The purpose of Labor Day

Monday, September 1 is Labor Day. For a lot of people, this holiday means that we get a day off work. Some people get excited about the retail sales that pop up, but others dread it because it marks the beginning of the new school year for them. Each year, this holiday comes and goes, but do we really know what it’s really celebrating?


Labor Day occurs on the first Monday every September. It is a day set aside to honor the working men and women in America. The history of Labor Day began Tuesday, September 5, 1882- the very first labor day. Eventually the holiday was moved to the first Monday in September. This day was chosen because it was halfway between Independence Day and Thanksgiving. In 1884 it officially became a national holiday.


More than 120 years later, we are still unsure who exactly proposed the first Labor Day. Peter J. McGuire of the American Federation of Labor is thought to have proposed the idea of Labor Day. Matthew Maguire, a machinist, is also believed to be credited with proposing the holiday while he was a secretary of the Central Labor Union.
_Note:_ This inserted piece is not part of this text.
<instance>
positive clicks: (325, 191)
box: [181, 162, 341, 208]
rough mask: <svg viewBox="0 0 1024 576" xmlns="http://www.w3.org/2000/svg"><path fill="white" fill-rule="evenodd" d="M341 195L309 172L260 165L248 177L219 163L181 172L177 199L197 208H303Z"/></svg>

During the first Labor Days, there were parades, speeches and  festivals for the workers’ family. Today, Labor Day is more for celebrating a day off with the family. The main reason for that is because of the decreasing membership of Labor Unions.


America was experiencing its Industrial Revolution during the first labor day. Men and women would work 12 hours a day, seven days a week to provide for their families. Labor day was a rare day off for these workers. In 2013, there were only 14.5 million members of the Labor Union, which is a significant decrease compared to the 17.7 million members in 1983. The jobs that Labor Day once honored just don’t exist anymore.


So as you celebrate the three day weekend with a family barbeque or shopping spree, keep in mind the work put in by thousands of men and women that gave us to the opportunity to appreciate this holiday.